Italian prelate of the Catholic Church (born 1946)

Giacomo Guido Ottonello (born 29 August 1946) is an Italian prelate of the Catholic Church who has spent his career in the diplomatic service of the Holy See. He was Apostolic Nuncio to Slovakia from 2017 to 2021 and Nuncio to Ecuador from 2005 to 2017.

==Biography==
Giacomo Guido Ottonello was born in Masone, in the Province of Genoa, on 29 August 1946. He was ordained a priest of the Diocese of Acqui on 29 June 1961. On 25 March 1980 he entered the diplomatic service of the Holy See, working in Pakistan, El Salvador, Lebanon, France, Spain and Poland.

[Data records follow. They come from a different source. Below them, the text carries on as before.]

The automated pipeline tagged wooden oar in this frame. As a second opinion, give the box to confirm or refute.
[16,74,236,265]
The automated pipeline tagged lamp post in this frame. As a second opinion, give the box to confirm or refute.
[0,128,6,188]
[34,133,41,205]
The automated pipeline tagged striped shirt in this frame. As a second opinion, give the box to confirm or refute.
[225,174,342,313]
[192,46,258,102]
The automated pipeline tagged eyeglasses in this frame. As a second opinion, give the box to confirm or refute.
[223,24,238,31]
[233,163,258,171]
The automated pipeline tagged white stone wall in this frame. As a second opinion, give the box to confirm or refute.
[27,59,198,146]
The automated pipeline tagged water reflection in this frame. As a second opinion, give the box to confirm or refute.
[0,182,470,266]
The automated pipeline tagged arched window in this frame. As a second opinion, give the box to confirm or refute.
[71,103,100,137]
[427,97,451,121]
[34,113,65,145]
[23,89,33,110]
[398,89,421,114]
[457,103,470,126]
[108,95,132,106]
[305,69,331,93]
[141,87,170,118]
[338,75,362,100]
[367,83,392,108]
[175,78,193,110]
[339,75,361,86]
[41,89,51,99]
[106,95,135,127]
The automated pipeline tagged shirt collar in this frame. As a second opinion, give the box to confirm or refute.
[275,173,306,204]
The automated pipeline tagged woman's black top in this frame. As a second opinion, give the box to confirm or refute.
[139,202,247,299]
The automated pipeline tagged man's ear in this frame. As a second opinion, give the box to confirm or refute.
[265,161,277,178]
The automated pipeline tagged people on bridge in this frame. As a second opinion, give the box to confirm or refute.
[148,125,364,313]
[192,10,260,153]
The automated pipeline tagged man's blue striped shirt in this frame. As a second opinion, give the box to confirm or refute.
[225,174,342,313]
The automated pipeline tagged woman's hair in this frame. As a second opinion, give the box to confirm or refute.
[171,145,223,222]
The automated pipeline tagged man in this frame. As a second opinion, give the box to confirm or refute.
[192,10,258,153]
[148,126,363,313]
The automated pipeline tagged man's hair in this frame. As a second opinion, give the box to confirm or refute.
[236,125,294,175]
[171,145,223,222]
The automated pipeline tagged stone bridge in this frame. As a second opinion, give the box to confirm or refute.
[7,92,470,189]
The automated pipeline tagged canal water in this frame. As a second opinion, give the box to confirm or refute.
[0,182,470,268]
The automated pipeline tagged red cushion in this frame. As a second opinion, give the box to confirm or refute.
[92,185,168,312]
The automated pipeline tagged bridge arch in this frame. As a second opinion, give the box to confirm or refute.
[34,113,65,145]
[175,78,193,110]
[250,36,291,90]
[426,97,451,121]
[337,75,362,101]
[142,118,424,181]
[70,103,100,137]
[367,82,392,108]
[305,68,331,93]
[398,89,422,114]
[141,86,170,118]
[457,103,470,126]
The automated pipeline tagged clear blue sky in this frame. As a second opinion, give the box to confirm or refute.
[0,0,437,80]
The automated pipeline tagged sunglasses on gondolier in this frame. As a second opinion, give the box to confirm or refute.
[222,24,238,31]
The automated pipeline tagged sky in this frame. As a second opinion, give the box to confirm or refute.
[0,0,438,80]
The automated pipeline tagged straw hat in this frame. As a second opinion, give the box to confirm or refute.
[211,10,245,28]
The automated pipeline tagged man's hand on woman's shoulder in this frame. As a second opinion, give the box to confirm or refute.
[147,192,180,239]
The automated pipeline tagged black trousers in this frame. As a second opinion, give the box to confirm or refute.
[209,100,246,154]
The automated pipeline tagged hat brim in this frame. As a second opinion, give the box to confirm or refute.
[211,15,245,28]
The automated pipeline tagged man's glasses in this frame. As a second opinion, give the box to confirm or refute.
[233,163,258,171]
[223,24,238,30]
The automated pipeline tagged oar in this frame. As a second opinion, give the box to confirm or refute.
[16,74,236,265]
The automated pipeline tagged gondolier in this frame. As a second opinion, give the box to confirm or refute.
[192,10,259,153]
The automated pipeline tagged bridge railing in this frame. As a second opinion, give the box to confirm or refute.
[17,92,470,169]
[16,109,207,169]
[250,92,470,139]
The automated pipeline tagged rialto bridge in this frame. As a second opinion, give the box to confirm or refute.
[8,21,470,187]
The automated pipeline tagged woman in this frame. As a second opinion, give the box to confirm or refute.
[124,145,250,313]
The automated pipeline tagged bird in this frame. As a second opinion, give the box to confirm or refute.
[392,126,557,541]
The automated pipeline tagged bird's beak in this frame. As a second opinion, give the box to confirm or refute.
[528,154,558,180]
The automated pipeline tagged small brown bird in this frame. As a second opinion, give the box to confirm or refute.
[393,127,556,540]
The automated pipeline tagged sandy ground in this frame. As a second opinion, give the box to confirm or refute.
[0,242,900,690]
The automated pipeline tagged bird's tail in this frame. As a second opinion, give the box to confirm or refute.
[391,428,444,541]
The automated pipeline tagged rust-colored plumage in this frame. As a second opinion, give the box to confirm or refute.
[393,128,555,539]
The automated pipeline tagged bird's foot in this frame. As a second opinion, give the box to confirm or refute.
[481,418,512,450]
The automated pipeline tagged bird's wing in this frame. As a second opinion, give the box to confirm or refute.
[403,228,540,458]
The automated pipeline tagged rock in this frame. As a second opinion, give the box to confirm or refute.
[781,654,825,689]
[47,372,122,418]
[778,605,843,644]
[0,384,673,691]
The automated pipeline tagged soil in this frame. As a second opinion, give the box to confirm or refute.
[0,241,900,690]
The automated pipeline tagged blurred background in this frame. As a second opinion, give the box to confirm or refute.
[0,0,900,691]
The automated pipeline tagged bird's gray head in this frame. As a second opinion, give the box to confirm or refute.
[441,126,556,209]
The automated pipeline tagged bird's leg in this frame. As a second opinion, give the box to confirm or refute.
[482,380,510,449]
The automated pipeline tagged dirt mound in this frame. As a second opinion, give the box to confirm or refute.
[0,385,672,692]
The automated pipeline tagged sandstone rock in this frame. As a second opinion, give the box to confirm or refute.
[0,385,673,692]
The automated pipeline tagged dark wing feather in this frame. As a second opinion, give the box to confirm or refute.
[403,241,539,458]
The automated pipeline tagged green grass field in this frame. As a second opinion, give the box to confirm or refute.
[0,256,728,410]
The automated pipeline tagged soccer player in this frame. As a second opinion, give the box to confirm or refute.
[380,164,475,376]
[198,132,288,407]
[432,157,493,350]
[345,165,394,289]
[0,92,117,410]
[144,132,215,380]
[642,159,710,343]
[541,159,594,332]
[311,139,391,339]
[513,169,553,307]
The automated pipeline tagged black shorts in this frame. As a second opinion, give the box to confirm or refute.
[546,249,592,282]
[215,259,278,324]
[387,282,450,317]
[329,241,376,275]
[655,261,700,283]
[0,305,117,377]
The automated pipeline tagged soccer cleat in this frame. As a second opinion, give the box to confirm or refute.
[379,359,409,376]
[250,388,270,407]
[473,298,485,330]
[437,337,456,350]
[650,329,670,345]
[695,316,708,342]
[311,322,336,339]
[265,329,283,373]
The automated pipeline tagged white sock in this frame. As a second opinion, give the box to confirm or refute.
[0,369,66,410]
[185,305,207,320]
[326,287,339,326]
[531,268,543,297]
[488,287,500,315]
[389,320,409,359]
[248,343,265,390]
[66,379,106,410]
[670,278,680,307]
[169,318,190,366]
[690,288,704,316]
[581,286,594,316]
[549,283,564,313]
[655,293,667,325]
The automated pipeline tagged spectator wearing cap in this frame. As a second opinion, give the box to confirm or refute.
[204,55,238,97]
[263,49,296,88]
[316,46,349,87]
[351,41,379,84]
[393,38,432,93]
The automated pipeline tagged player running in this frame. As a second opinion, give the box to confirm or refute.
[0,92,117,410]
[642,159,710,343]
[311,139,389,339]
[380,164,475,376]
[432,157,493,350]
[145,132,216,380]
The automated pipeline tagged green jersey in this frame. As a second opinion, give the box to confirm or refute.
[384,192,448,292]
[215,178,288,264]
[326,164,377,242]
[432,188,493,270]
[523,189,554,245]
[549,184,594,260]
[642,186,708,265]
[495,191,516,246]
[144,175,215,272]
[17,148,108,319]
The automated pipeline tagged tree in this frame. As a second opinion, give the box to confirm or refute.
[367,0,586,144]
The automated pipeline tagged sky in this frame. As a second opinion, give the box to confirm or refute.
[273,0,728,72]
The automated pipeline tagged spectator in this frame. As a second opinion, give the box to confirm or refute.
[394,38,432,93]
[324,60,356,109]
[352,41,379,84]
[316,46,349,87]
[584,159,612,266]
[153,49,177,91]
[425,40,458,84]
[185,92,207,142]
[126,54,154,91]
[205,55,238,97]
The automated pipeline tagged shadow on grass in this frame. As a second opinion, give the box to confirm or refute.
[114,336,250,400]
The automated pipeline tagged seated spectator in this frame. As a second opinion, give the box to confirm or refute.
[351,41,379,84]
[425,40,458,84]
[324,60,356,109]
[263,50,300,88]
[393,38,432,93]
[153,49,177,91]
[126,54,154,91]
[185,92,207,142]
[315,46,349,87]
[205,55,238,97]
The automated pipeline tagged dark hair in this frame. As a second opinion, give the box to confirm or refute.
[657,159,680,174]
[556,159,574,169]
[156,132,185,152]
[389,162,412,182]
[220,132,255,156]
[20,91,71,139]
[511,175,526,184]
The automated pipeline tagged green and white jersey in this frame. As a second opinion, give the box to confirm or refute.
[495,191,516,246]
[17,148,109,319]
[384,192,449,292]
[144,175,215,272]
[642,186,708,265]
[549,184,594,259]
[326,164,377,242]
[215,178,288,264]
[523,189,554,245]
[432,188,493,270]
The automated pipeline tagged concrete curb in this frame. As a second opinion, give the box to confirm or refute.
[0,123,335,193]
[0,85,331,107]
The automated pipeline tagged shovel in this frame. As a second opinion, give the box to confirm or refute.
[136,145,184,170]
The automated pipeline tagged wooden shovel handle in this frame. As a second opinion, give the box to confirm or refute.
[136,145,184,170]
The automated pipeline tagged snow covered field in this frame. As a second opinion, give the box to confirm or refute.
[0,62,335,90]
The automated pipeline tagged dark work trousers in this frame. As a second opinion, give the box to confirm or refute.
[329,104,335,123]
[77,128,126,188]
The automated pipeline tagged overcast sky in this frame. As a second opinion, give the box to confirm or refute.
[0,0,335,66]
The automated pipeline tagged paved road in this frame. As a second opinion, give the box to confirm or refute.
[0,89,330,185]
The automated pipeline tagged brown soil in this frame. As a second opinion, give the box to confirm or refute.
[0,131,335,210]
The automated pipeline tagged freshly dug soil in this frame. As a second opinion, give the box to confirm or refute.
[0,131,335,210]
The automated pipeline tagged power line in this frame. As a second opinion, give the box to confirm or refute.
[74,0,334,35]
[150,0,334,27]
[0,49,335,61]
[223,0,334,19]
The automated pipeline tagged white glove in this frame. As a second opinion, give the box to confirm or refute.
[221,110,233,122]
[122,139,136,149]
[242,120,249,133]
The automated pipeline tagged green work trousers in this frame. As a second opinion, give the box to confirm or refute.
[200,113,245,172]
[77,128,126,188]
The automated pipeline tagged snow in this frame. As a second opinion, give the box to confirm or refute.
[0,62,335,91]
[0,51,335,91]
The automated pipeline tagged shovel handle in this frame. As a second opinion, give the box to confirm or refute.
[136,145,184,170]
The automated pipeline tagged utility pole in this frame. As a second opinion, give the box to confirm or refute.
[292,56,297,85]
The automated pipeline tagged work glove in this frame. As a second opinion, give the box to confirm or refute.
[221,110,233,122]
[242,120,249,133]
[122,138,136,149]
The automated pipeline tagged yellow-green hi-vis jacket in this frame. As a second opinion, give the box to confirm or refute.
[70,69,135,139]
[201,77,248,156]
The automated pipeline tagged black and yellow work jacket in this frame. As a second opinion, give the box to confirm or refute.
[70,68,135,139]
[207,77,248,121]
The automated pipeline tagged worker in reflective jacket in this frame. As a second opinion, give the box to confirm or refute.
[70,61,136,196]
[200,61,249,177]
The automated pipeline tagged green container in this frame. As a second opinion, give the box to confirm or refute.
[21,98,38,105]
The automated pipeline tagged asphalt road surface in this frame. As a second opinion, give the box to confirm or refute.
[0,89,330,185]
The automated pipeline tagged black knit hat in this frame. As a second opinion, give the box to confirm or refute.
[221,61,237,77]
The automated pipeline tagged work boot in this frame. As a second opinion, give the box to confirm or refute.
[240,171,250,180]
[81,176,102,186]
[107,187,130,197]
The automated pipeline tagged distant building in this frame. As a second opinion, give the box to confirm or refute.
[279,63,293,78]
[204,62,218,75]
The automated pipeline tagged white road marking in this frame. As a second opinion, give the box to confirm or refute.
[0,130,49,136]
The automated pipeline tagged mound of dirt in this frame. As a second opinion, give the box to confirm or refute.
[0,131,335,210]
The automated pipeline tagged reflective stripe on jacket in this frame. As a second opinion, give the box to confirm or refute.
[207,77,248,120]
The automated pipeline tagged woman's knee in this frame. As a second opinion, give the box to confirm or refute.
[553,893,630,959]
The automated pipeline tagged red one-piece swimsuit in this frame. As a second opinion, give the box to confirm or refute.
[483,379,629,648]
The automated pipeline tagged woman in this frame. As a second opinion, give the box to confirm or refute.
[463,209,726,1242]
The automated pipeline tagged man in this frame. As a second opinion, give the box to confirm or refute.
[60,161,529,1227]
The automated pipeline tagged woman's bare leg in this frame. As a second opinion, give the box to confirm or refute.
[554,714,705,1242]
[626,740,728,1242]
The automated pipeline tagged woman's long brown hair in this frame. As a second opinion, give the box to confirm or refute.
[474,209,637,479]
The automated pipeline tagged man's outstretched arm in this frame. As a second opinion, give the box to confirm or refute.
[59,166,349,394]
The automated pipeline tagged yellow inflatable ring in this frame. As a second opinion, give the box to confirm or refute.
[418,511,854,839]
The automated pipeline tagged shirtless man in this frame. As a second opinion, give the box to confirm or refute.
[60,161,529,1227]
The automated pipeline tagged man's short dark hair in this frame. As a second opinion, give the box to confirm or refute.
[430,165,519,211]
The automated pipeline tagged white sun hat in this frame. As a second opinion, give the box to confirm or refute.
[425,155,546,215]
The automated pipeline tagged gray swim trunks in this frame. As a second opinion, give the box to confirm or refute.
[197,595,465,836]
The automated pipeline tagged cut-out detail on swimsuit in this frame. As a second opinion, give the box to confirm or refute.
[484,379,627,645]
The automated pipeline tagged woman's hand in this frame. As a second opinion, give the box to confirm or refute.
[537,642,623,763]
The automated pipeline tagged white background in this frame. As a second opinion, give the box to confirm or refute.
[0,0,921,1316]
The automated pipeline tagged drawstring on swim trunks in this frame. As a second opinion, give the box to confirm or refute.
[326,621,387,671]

He earned a licentiate in canon law and then studied at the Pontifical Ecclesiastical Academy. He earned a doctorate in theology at the Pontifical Lateran University.

==Diplomatic career==
On 29 November 1999, Pope John Paul II appointed him apostolic nuncio to Panama and titular archbishop of Sasabe.

On 26 February 2005, John Paul named him Nuncio to Ecuador, where for over twelve years he attempted dialogue and mediation with the anticlerical President Rafael Correa,

On 1 April 2017, Pope Francis appointed him apostolic nuncio to Slovakia. His resignation from the post was accepted on 31 October 2021.